Breath for Mathilde entstand als Saxofonstück mit Elektronik im Rahmen einer Residenz von Zeynep Gedizlioğlu am IRCAM in Paris, jenem einst von Pierre Boulez gegründeten Forschungszentren für elektronische Musik, wo bis heute Musikgeschichte geschrieben wird. Das Werk wurde für die Saxofonistin Mathilde Salvi komponiert, die es 2011 am IRCAM uraufgeführt hat. Im gleichen Jahr hat es Zeynep Gedizlioğlu darüber hinaus in einer längeren Fassung ohne Elektronik ausgearbeitet.

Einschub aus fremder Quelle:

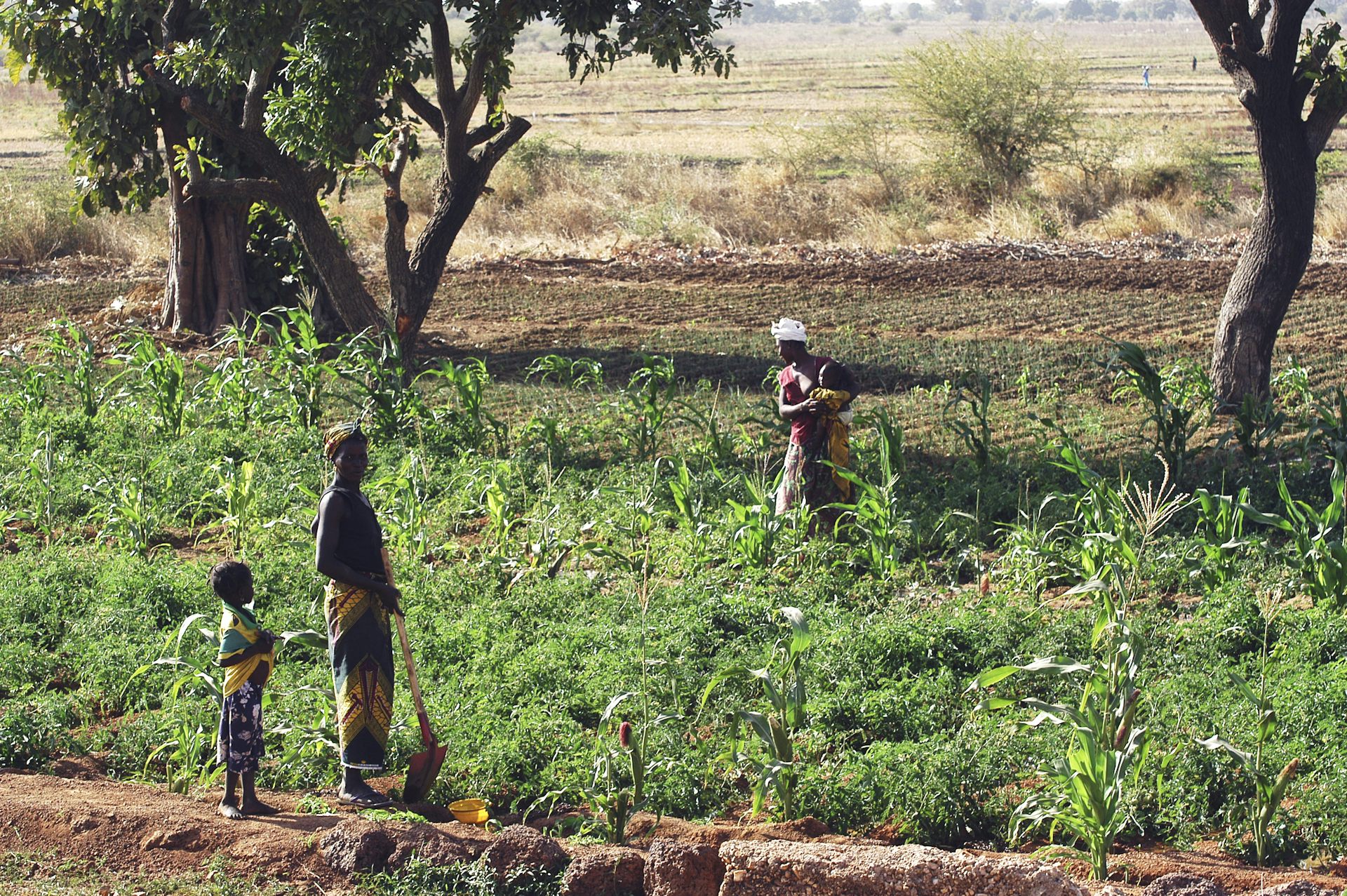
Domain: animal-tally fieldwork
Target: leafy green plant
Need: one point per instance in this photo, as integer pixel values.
(549, 549)
(690, 507)
(131, 508)
(704, 414)
(1221, 531)
(1033, 550)
(776, 729)
(970, 396)
(163, 376)
(645, 401)
(1329, 426)
(1171, 401)
(755, 526)
(234, 386)
(295, 360)
(388, 392)
(77, 364)
(464, 878)
(469, 383)
(572, 372)
(1108, 749)
(26, 387)
(239, 497)
(187, 755)
(617, 789)
(1256, 426)
(404, 504)
(1105, 528)
(1269, 789)
(1316, 537)
(42, 481)
(998, 104)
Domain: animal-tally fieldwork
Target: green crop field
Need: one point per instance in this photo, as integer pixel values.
(572, 533)
(1057, 572)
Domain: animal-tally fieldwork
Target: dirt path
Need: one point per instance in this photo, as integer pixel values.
(963, 291)
(140, 829)
(147, 830)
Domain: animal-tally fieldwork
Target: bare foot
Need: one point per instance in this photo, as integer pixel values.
(257, 808)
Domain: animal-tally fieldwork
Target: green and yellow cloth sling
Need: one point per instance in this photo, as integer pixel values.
(360, 648)
(239, 631)
(838, 434)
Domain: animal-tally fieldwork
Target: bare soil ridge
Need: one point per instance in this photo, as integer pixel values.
(127, 828)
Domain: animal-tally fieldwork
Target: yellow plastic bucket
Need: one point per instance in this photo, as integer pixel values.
(471, 811)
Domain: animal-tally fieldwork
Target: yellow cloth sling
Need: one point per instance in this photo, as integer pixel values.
(840, 434)
(239, 631)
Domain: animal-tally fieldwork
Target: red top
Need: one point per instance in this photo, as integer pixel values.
(802, 427)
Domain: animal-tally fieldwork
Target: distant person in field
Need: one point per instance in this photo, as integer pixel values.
(357, 606)
(247, 654)
(815, 395)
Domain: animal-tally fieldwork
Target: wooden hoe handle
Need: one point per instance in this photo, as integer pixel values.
(411, 667)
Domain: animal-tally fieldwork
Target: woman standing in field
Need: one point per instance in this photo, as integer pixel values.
(358, 600)
(815, 396)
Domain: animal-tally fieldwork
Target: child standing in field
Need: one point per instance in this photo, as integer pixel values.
(247, 654)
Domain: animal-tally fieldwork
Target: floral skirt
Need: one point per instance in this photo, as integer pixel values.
(360, 647)
(807, 480)
(240, 742)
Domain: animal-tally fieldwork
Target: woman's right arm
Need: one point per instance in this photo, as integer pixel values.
(332, 511)
(791, 411)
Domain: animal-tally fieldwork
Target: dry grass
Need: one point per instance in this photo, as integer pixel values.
(641, 155)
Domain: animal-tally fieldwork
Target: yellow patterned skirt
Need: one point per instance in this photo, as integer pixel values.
(360, 647)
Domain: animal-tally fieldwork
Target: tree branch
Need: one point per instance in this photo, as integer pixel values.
(1322, 120)
(421, 107)
(442, 62)
(1259, 15)
(259, 80)
(469, 92)
(492, 152)
(241, 190)
(1226, 26)
(481, 134)
(1284, 32)
(173, 17)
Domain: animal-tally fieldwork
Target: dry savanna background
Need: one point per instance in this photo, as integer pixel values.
(810, 140)
(1057, 568)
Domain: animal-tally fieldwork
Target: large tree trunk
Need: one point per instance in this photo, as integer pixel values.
(332, 260)
(1273, 260)
(206, 286)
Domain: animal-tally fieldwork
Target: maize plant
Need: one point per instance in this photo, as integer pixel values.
(776, 729)
(1108, 748)
(1318, 537)
(1269, 789)
(295, 361)
(163, 377)
(1104, 758)
(1221, 527)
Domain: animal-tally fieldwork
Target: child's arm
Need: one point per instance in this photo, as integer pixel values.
(263, 646)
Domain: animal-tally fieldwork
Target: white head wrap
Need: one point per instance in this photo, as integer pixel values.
(789, 330)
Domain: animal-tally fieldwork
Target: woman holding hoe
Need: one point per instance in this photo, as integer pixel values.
(358, 601)
(817, 398)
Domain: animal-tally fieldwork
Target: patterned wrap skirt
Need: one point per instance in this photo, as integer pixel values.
(240, 740)
(807, 480)
(360, 647)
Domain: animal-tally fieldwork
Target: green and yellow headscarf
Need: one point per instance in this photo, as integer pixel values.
(336, 436)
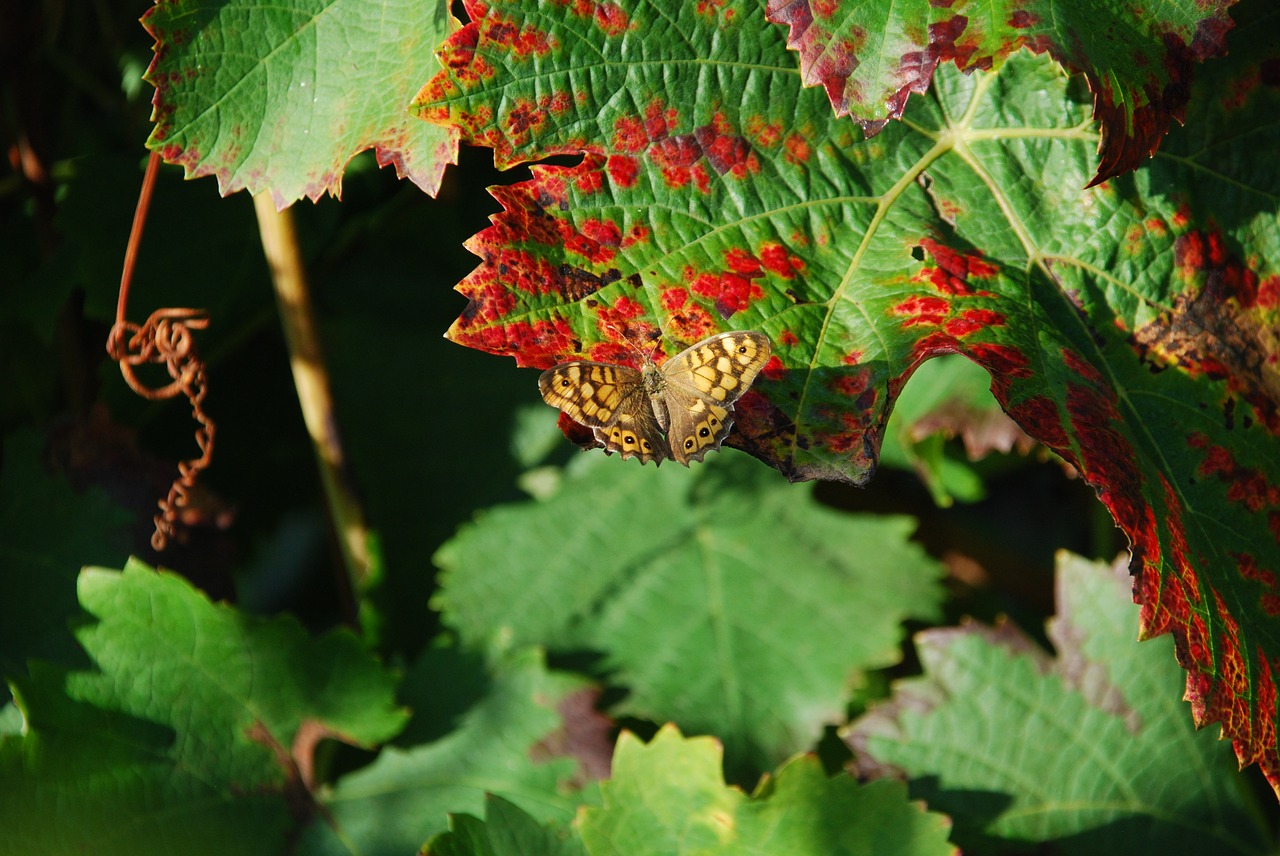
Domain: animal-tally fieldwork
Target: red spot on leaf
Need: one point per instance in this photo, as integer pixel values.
(731, 292)
(778, 261)
(624, 170)
(798, 149)
(955, 270)
(603, 230)
(767, 134)
(741, 262)
(1041, 419)
(919, 310)
(612, 19)
(773, 370)
(973, 320)
(1023, 19)
(851, 384)
(1001, 360)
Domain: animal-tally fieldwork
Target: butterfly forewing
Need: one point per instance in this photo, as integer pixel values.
(612, 402)
(702, 384)
(690, 397)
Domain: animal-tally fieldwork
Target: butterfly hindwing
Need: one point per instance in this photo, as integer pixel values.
(611, 401)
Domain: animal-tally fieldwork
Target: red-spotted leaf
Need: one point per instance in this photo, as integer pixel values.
(1132, 328)
(278, 97)
(872, 56)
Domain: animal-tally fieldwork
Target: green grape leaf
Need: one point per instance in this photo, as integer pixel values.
(1088, 751)
(48, 532)
(668, 799)
(872, 56)
(195, 732)
(1130, 328)
(279, 97)
(949, 397)
(510, 744)
(694, 594)
(506, 831)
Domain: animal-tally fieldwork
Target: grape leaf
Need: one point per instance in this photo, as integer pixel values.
(872, 56)
(696, 595)
(1086, 752)
(504, 745)
(506, 831)
(668, 797)
(193, 733)
(278, 97)
(1130, 328)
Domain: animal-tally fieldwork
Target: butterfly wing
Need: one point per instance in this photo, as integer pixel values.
(612, 402)
(700, 385)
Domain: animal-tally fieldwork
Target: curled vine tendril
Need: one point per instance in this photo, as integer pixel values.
(165, 338)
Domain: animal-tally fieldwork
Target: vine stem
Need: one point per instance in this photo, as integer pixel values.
(311, 380)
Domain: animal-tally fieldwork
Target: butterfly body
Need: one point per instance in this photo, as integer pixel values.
(677, 410)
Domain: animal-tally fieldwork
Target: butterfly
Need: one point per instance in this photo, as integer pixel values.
(677, 410)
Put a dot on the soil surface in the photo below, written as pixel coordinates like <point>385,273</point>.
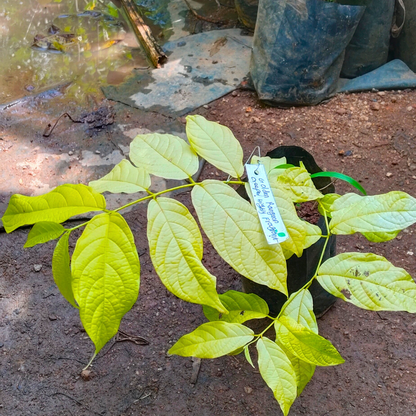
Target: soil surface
<point>43,347</point>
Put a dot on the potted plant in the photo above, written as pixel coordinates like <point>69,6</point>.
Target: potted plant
<point>102,276</point>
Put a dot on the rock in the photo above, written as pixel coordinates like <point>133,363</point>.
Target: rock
<point>86,375</point>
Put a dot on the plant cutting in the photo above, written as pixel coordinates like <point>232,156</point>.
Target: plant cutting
<point>101,277</point>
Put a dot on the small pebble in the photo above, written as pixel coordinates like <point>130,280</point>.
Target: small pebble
<point>86,375</point>
<point>341,111</point>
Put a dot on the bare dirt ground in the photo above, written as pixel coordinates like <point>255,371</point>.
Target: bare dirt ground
<point>43,348</point>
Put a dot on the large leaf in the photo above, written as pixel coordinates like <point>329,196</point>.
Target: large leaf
<point>164,155</point>
<point>233,227</point>
<point>105,275</point>
<point>305,344</point>
<point>216,144</point>
<point>241,307</point>
<point>176,251</point>
<point>58,205</point>
<point>368,281</point>
<point>300,308</point>
<point>43,232</point>
<point>381,237</point>
<point>212,340</point>
<point>298,184</point>
<point>124,177</point>
<point>61,270</point>
<point>278,373</point>
<point>384,213</point>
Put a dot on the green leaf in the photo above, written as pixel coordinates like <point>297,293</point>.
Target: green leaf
<point>300,308</point>
<point>212,340</point>
<point>63,202</point>
<point>269,163</point>
<point>277,371</point>
<point>164,155</point>
<point>368,281</point>
<point>42,232</point>
<point>381,237</point>
<point>61,270</point>
<point>105,275</point>
<point>325,204</point>
<point>298,184</point>
<point>124,177</point>
<point>233,227</point>
<point>216,144</point>
<point>341,176</point>
<point>241,307</point>
<point>176,251</point>
<point>373,214</point>
<point>305,344</point>
<point>313,234</point>
<point>248,356</point>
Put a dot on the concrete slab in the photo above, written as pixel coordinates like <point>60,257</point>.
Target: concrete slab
<point>200,69</point>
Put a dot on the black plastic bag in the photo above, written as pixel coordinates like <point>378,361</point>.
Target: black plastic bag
<point>298,49</point>
<point>405,45</point>
<point>369,47</point>
<point>247,11</point>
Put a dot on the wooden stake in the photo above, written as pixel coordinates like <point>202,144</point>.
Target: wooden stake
<point>143,33</point>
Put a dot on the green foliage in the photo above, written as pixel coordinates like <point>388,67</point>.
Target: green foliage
<point>102,276</point>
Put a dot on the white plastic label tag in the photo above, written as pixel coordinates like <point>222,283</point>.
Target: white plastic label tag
<point>271,221</point>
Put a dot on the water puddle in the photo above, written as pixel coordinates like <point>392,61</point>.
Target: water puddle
<point>77,46</point>
<point>46,43</point>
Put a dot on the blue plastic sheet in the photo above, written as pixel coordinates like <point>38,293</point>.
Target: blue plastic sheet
<point>298,49</point>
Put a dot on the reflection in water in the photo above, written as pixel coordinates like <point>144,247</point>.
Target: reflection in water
<point>101,50</point>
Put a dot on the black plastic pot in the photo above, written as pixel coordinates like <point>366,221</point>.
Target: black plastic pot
<point>300,270</point>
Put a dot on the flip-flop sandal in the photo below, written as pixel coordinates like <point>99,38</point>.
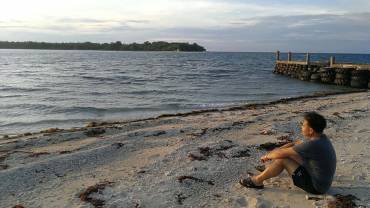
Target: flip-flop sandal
<point>260,168</point>
<point>249,183</point>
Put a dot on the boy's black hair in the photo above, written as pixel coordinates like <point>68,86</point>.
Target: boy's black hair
<point>316,121</point>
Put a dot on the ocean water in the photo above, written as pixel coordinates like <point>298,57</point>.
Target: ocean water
<point>42,89</point>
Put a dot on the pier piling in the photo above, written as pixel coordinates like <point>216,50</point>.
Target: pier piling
<point>328,72</point>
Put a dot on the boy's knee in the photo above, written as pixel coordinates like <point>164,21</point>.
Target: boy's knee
<point>279,161</point>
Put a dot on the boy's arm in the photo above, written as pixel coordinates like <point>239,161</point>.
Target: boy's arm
<point>290,144</point>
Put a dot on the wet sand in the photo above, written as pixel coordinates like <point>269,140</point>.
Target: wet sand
<point>185,160</point>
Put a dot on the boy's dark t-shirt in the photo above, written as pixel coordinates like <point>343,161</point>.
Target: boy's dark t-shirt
<point>319,160</point>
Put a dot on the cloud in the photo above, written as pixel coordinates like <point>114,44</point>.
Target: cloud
<point>217,24</point>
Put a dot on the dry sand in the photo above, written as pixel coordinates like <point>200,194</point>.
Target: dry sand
<point>190,160</point>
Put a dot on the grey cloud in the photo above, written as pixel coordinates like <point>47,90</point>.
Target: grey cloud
<point>82,20</point>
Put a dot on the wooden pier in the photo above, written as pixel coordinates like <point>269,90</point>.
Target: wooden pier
<point>328,72</point>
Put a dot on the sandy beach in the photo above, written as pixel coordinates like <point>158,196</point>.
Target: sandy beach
<point>187,160</point>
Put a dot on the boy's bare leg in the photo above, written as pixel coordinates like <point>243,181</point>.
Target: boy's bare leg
<point>274,169</point>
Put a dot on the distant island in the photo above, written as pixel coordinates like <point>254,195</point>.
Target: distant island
<point>114,46</point>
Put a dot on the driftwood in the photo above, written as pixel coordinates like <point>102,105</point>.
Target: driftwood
<point>182,178</point>
<point>85,196</point>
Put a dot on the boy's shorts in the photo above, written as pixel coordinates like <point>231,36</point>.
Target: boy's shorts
<point>302,179</point>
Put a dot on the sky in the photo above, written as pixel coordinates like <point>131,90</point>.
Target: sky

In diesem Solostück, dessen Partitur auf Taktstriche verzichtet, ist jedoch ein Dialog in der Saxofonlinie einkomponiert. Die Komponistin schreibt die Vortragsbzeichnung Dolce cantabile vor, bemerkt aber gleichzeitig, die in der Partitur mit Akzenten versehenen Noten sollten nicht zu »komfortabel« gespielt werden. Ein weiterer Hinweis auf das Dialogische und die Doppelbödigkeit im Saxofonsolo ist die Spieltechnik des sempre bisbigliando, »immer flüsternd«, was zwischendurch von einzelnen ordinario gespielten Tönen vollklingend durchkreuzt wird. Das Werk beginnt als instrumentales Melisma in Sekundschritten und mikrotonalen Schritten in einem engen Tonraum, bei dem die akzentuierten Töne kontrastierend hervorblitzen. Die Melodie entwickelt sich im weiteren Verlauf rhythmisch komplexer mit punktierten Werten, Quintolen und Triolen. Ab der Mitte des Stücks ergeben sich schärfere Kontraste: Die akzentuierten Töne werden nun sforzato betont, somit extremer hervorgehoben, und auch mitunter perkussiv hervorgebracht. Der Ambitus öffnet sich ins tiefere Register, große Tonsprünge sind die Folge. Daraus ergibt sich deutlich in der Einstimmigkeit ein Dialog, der vorher bereits in Ansätzen vorhanden war, denn nun ergeben sich im hohen und tiefen Register kreisende Linien. Dies jedoch im schnellen Wechsel, sodass die Linien im hohen und tiefen Register mitunter zerrissen wirken – oder sich gegenseitig kommentieren. Oder ergeben sie doch eine Line, die zwischen den Registern unruhig springt? Diese bewusst gehaltene Spannung zwischen Monolog und Dialog bestimmt gesamten Verlauf dieses Solostücks mit Sogwirkung.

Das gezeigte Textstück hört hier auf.